O, tidak begitu. Kita semua tahu, tidak sedikit orang menganggap kolong jembatan sebagai tempat yang kumuh. Anies menunjukkan bahwa Jakarta memang berbeda. Kini kolong jembatan sudah indah bagai taman penuh bunga berwarna-warni.
Dengan begitu, beliau sedang menampilkan citra indah kawasan kumuh di Jakarta. Itu juga upaya keras untuk menangkal gebrakan Risma yang menemukan gepeng di jantung Jakarta. Seolah-olah Anies berkata kepada para penyinyirnya, “Foto bareng, yuk?!”
Apakah proyek pewarnaan atap dan kolong jembatan layang berakhir indah bagi Anies? Rasa-rasanya tidak. Bukan tidak, melainkan belum. Pendukung Anies tampak kurang bergairah, sementara penentangnya malah ekspresif. Beberapa “pejuang caper” di media sosial bersukacita menyambut tongkrongan Anies di dalam foto.
Ada netizen yang membandingkan Anies dengan Rano Karno, mantan Gubernur Banten, yang tidak sekenes itu saat difoto. Ada juga pengheboh medsos yang memilih sosok pahlawan jago terbang untuk melihat keindahan atap rumah di Lenteng Agung. Bukan cuma itu. Ada juga warganet yang membandingkan beliau dengan barisan balita yang memenangi lomba mewarnai gambar.
Tiga tanggapan receh itu seyogianya tidak diremehkan oleh Anies. Panu bermula dari bercak setitik, lama-lama melebar, akhirnya tangan gatal jika tidak main garuk. Pengalaman instalasi Bambu Getah-getih dan Instalasi Galon mesti dijadikan cermin refleksi. Anggaran ratusan juta, dalam beberapa saat sudah kehilangan nyawa.
Tentu saja Anies tidak perlu meladeni komentar miring warganet. Biarkan tim sorak yang mencatat, menilai, dan menganalisis simpati dan antipati warga. Biarkan Anies terus bekerja. Jika Risma benar-benar disorong oleh PDI Perjuangan ke gelanggang tarung, ia bakal punya lawan yang setanding dan sebanding.

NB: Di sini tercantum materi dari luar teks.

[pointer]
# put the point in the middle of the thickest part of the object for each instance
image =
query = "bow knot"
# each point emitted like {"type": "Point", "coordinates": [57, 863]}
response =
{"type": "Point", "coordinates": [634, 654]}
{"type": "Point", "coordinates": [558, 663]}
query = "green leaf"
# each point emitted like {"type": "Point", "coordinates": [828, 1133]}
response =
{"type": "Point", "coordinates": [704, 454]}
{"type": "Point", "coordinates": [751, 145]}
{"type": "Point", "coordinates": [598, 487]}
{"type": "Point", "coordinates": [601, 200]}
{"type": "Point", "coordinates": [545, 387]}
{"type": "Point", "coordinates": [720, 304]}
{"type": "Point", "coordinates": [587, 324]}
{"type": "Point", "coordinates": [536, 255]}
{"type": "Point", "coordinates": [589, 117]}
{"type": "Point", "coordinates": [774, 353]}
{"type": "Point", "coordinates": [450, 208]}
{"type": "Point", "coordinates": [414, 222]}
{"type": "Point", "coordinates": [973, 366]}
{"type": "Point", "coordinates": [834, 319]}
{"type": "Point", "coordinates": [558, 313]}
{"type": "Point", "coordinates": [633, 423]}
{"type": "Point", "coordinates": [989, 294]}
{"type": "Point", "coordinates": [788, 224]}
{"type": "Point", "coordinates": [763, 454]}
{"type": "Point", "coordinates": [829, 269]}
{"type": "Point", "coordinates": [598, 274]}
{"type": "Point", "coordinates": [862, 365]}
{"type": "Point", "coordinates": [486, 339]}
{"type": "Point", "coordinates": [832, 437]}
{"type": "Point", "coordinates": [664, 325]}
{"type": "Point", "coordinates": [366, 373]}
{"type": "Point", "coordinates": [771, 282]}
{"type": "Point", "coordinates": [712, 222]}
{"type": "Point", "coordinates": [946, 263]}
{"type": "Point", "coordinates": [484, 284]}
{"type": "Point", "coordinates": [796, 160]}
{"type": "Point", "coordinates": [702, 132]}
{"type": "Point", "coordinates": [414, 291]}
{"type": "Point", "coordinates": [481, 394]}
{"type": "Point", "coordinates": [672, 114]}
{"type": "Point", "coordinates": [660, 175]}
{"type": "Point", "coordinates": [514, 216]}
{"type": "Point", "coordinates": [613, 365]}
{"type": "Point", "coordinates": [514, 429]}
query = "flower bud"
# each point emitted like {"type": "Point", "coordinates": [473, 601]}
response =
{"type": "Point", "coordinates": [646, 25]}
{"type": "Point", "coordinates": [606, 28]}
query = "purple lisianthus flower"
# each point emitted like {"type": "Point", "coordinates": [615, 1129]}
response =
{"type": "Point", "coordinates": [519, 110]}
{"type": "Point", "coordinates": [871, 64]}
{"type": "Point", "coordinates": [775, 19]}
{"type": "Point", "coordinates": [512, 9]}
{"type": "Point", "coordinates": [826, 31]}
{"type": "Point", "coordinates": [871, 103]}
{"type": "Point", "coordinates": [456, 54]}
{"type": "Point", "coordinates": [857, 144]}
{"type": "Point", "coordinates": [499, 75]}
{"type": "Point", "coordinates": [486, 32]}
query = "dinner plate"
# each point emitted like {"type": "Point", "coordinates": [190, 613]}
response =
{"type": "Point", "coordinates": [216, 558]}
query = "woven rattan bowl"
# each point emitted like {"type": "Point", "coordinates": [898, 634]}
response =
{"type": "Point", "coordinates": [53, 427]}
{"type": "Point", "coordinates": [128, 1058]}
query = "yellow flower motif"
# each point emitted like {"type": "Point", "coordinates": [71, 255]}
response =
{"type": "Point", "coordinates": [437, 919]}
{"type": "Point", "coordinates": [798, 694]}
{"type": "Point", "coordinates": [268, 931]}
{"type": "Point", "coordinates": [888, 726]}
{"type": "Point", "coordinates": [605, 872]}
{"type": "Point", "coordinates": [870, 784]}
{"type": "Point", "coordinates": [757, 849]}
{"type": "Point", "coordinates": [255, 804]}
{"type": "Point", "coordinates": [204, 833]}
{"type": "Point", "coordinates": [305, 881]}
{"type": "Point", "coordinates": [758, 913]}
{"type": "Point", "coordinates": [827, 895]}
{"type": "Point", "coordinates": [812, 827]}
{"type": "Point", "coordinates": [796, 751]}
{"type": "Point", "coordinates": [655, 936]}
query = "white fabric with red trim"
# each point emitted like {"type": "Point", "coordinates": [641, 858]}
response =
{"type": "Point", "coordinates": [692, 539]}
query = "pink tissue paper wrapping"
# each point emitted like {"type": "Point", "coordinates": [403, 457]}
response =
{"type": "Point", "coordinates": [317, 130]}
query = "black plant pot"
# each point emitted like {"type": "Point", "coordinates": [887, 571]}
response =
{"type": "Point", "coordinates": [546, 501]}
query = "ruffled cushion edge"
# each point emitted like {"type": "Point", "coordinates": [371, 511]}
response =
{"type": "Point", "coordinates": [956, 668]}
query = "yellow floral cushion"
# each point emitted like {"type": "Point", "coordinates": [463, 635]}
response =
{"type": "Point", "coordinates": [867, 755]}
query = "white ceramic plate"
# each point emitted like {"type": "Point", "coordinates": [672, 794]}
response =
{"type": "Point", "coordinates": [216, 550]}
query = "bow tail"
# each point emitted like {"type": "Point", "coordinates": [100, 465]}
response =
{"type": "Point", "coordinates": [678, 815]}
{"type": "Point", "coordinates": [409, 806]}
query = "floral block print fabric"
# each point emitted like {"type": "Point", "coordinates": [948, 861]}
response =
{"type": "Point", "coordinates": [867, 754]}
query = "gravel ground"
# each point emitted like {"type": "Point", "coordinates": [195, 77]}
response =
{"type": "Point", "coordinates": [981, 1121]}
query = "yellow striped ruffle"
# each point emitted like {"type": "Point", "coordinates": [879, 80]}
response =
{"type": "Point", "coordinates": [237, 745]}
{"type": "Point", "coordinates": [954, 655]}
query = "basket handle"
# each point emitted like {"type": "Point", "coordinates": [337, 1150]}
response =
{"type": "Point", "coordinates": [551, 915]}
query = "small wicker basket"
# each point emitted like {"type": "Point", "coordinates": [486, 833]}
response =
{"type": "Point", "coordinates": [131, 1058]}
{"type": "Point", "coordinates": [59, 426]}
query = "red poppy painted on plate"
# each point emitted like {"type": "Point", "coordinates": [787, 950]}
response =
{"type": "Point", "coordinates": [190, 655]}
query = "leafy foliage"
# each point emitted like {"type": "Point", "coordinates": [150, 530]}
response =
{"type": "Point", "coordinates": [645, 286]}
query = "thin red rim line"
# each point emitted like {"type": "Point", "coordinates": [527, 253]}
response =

Suka tidak suka, Anies dan tim soraknya mesti memeras otak untuk terus mengatrol atau mendongkrak elektabilitas.
***
BAKAL rival Anies pasti banyak. DKI Jakarta masih “gula” bagi “semut”. DKI Jakarta masih pusat semua publikasi. Banyak sosok muda dari daerah yang mungkin merantau ke Jakarta, mengadu nasib sebagai calon gubernur, dan bisa saja sewaktu-waktu menyingkirkan Anies dari kontestasi.
Risma hanya salah satu dari perantau itu. Itu saja sudah merepotkan Anies. Dengan tabiat yang tidak betah berlama-lama di sofa empuk, Risma berpotensi bikin Anies keteteran. Salah-salah kelimpungan karena kedodoran.
Anies mesti lebih sering turun ke jalan. Tidak perlu ke tengah jalan, nanti ditabrak mobil. Cukup di sisi jalan dan menyapa warga. Sesekali bertanya, “Apakah fotoku di kolong jembatan sudah keren?”